Imagine living five hundred years from now. Looking back on our age, perhaps they will be be appalled and morbidly fascinated by the power of something most of us take for granted today: money.

Many of us spend a huge percentage of our lives working or chasing job opportunities, with one prime objective in mind: to earn as much money as we possibly can. We do it to build a future for ourselves and our families. It’s a trade-off that we make in order to live our lives. If you want nice things, if you want a tolerable retirement, then you have to work for it.

The bargain we make ensures that many of us spend the healthiest and most exciting times of our lives in an office 8 am to 6 pm, 5 to 6 days a week. Instead of being with our family and friends, we are obliged to while away the hours with people, most of whom we would not ordinarily choose to spend our free time with. We miss out on the special occasions, the children growing up, the rich friendships, the time spent with our parents as they grow older. We forsake our interests and hobbies, following instead the financial interests of strangers who are wealthier and more powerful than we could ever hope to be. While providing many benefits, work is a leading cause of stress and fatigue. Important relationships breakdown and families split apart because of it. When you think about it, it’s a strange way to live out our best years.

The ultimate objective of all this work is retirement: spending the last few years of our life without the pressures of clock-in times, deadlines or demanding bosses. By this age, however, infirmity, ill-health or bereavement may have paid a prolonged house-call. For many, retirement comes too far too late.

A fortunate few are able to retire early, in good health, with many years left to run on the clock. For many, “retirement” does not mean hours of boredom, daytime TV and too much time on the golf course. Plenty of people still lead busy lives, with one crucial difference: what they do, they do it for themselves. Freed from the need to constantly worry about money, they can spend time following pursuits that suit them, their circumstances and their personalities. It may still be work, but with far fewer downsides.

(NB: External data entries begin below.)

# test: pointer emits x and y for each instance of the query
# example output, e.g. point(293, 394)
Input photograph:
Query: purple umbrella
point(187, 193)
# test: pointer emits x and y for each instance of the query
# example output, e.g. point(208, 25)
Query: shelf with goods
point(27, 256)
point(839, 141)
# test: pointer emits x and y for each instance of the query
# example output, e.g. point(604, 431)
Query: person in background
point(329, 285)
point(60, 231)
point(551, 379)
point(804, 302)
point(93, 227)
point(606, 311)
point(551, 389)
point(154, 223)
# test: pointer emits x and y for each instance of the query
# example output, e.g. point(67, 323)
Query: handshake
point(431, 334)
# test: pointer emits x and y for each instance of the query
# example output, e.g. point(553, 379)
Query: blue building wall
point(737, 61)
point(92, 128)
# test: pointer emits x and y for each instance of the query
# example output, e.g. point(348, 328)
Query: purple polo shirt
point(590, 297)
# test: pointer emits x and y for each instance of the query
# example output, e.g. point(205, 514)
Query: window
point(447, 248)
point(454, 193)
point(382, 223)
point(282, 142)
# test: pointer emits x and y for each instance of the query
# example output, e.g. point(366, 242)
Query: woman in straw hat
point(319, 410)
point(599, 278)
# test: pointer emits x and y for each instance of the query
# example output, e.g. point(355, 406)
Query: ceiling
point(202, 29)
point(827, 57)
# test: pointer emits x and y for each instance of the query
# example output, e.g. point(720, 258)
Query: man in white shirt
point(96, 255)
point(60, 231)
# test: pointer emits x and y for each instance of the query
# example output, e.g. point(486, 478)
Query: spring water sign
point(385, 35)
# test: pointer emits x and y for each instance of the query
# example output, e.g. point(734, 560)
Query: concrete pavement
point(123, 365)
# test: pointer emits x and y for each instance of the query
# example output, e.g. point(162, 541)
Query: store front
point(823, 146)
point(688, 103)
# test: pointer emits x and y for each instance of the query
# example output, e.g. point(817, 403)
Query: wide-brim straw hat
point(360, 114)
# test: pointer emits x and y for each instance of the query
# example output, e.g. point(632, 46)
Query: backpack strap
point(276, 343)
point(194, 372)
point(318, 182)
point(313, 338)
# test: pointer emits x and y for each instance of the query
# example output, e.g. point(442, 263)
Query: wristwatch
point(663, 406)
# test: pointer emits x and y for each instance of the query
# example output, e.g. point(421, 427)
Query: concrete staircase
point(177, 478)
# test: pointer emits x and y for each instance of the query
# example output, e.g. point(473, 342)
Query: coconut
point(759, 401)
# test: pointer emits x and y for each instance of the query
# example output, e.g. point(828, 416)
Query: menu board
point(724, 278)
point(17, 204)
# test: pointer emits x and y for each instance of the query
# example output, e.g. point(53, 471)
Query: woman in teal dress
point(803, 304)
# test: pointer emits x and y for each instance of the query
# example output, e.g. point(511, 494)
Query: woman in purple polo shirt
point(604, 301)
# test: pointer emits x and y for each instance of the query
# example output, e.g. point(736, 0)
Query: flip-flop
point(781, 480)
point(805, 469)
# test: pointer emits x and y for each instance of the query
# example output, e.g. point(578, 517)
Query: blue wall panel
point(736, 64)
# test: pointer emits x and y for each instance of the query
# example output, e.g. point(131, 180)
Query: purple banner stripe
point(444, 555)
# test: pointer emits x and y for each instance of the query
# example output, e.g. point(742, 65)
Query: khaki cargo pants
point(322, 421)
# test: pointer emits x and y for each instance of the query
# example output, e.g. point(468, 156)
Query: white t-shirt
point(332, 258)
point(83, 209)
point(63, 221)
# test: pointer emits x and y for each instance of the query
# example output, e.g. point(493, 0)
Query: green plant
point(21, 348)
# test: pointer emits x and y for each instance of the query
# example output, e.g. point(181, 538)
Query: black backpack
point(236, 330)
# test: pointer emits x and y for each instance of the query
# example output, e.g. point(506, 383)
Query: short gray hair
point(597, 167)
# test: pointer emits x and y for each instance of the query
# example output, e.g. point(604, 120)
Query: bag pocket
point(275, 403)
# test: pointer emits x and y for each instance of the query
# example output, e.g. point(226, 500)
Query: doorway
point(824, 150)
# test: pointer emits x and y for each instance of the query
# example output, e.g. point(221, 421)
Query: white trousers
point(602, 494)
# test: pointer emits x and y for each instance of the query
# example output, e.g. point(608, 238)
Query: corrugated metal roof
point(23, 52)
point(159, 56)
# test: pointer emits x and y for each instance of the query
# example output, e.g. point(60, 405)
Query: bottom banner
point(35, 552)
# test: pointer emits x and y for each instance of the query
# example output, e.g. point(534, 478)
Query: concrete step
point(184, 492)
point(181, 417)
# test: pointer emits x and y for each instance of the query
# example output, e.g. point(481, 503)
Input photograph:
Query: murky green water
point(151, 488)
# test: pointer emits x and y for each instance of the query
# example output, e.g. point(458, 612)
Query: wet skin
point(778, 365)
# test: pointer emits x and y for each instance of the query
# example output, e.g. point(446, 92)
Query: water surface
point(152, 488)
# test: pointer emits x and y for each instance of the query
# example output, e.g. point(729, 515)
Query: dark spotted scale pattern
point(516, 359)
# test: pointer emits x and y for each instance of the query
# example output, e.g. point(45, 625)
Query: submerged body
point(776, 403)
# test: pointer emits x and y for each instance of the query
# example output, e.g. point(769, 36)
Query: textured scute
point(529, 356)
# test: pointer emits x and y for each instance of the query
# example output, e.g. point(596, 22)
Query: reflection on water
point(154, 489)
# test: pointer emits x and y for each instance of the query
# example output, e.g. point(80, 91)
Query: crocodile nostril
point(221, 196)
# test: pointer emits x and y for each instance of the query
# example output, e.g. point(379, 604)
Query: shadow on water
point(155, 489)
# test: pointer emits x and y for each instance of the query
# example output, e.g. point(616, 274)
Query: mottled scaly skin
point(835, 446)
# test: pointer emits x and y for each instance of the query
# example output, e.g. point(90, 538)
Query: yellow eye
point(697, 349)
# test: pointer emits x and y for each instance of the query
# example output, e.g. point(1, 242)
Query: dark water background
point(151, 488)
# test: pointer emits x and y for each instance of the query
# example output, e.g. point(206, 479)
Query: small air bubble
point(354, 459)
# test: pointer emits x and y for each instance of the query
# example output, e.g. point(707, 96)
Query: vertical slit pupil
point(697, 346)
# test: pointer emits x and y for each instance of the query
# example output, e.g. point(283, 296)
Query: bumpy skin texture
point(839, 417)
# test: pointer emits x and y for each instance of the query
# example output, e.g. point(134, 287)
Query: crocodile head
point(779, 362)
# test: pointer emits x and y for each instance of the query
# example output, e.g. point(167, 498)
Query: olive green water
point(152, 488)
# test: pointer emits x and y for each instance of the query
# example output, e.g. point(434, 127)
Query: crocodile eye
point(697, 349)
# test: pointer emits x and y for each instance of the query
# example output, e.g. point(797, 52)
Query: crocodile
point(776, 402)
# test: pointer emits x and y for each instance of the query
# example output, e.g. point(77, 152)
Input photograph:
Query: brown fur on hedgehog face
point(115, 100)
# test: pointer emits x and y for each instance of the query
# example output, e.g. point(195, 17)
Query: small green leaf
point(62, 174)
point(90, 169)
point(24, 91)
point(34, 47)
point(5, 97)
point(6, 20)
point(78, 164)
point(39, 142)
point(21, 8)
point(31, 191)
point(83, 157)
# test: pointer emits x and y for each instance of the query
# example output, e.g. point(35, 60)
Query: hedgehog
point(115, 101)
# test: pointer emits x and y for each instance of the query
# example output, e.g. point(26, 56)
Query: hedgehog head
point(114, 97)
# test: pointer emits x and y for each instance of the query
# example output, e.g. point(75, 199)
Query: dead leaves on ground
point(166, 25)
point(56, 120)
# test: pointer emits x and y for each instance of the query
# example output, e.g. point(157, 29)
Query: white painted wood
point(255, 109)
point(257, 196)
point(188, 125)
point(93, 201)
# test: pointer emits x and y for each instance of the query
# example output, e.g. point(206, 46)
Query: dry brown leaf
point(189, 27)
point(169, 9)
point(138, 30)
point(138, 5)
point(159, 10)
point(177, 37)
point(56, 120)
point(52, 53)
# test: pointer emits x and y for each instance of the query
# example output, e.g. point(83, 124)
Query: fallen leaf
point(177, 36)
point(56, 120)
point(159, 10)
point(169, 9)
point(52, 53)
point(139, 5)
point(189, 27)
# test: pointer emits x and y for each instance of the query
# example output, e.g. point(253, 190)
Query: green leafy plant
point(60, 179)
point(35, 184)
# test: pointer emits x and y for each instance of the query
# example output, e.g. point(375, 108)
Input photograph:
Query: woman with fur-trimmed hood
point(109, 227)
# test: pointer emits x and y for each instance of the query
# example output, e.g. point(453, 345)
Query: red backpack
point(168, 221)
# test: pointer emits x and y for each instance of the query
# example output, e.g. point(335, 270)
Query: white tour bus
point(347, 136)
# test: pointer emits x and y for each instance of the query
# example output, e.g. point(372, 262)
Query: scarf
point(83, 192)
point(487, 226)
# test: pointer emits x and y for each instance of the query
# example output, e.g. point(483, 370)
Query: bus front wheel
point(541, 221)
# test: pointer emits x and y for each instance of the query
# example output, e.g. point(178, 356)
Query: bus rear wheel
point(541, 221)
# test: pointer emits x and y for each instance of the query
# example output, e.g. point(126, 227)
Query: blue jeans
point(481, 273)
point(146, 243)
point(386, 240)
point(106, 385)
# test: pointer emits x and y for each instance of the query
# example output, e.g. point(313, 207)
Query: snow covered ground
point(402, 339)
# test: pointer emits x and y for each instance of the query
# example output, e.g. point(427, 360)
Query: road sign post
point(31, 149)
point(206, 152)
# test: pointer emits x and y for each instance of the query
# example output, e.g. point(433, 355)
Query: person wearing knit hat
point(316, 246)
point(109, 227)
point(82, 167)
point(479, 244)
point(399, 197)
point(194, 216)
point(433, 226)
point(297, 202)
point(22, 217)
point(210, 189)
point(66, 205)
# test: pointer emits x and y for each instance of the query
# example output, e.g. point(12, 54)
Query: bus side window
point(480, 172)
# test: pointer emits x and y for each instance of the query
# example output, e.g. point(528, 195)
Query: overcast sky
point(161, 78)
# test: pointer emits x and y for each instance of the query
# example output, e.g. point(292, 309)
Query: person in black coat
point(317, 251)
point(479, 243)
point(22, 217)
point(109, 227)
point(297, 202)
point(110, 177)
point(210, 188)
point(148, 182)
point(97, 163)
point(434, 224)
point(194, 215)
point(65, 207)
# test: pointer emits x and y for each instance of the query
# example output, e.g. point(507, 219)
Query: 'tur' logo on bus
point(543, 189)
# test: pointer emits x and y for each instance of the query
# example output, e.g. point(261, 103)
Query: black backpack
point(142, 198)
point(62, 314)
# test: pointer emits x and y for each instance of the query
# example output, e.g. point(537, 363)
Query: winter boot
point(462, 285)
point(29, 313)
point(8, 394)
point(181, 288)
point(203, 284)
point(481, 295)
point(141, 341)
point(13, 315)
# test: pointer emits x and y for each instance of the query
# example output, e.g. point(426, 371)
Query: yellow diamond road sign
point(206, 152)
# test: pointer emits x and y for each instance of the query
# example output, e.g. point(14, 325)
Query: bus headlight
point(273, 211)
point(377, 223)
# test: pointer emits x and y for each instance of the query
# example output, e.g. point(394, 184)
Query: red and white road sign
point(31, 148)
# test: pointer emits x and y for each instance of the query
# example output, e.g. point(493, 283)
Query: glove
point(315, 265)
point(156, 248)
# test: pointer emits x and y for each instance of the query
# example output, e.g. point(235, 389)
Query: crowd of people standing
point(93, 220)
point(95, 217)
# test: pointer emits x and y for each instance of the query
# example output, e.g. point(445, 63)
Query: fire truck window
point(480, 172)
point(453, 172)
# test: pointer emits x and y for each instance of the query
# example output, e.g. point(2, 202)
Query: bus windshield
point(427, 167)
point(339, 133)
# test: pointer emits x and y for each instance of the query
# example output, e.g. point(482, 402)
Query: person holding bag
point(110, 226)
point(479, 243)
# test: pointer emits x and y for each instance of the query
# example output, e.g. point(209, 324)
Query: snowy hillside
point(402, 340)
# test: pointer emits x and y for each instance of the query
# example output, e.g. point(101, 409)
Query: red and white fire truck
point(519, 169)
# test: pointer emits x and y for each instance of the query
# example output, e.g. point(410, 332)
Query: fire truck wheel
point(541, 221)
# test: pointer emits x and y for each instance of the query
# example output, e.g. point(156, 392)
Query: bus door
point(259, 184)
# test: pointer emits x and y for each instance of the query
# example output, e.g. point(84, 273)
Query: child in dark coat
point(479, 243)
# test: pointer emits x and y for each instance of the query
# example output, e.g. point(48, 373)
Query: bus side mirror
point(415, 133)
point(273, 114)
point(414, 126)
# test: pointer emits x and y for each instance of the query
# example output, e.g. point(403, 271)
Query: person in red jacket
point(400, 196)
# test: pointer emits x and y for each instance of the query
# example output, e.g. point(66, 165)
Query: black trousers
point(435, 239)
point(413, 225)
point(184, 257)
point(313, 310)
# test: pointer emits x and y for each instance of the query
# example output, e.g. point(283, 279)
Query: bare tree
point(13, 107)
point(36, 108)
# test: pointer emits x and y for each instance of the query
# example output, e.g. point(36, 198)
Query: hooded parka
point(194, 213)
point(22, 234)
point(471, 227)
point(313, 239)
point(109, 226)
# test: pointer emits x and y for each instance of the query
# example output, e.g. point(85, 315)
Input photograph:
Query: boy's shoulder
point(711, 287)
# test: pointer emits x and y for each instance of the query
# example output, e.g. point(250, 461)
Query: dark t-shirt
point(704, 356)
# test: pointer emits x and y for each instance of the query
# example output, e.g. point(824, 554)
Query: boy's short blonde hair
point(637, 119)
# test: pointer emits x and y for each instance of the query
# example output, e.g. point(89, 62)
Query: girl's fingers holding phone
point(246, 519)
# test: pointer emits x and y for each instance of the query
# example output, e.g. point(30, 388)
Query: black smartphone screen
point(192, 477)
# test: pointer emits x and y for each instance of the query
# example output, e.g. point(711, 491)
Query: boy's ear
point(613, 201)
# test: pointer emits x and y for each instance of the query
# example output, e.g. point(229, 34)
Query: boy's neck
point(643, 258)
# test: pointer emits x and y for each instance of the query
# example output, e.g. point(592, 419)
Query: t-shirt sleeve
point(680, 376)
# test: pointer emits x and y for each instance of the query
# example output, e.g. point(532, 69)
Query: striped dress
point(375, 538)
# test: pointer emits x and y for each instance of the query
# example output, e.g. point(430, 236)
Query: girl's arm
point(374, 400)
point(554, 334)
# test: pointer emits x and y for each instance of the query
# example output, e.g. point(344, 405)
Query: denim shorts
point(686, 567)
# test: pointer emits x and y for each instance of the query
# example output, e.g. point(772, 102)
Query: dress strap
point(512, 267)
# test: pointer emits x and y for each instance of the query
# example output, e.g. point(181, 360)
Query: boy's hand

There are also examples of people who work hard, and who love every minute of what they do. They are quite happy to spend 11, 12, 13 hours a day, plus weekends, happily beavering away at what they love. For them, money does not appear to be the prime incentive. Their work defines who they are. It’s intimately linked to their sense of self: their happiness.

This also tells us something about the nature of work. If we didn’t have to work, most of us would do something anyway. If we were freed from the need to earn money, that work might be qualitatively different, more personal, more individually focused.

It’s an intriguing idea: a future where most people would be able to choose what work they do. A world where most people, by our standards today, would be considered rich; not just in the developed world, but everywhere on the planet. On the face of it, it sounds hopelessly optimistic and unrealistic. But something like this could happen. The example of modern life suggests that work is getting scarcer by the decade – or at least the type of work done by paid humans. At the same time, exciting technologies are coming into existence that may one day enable us all to have the resources we need at our fingertips ¬†We may need to think hard about the implications of this in the coming century.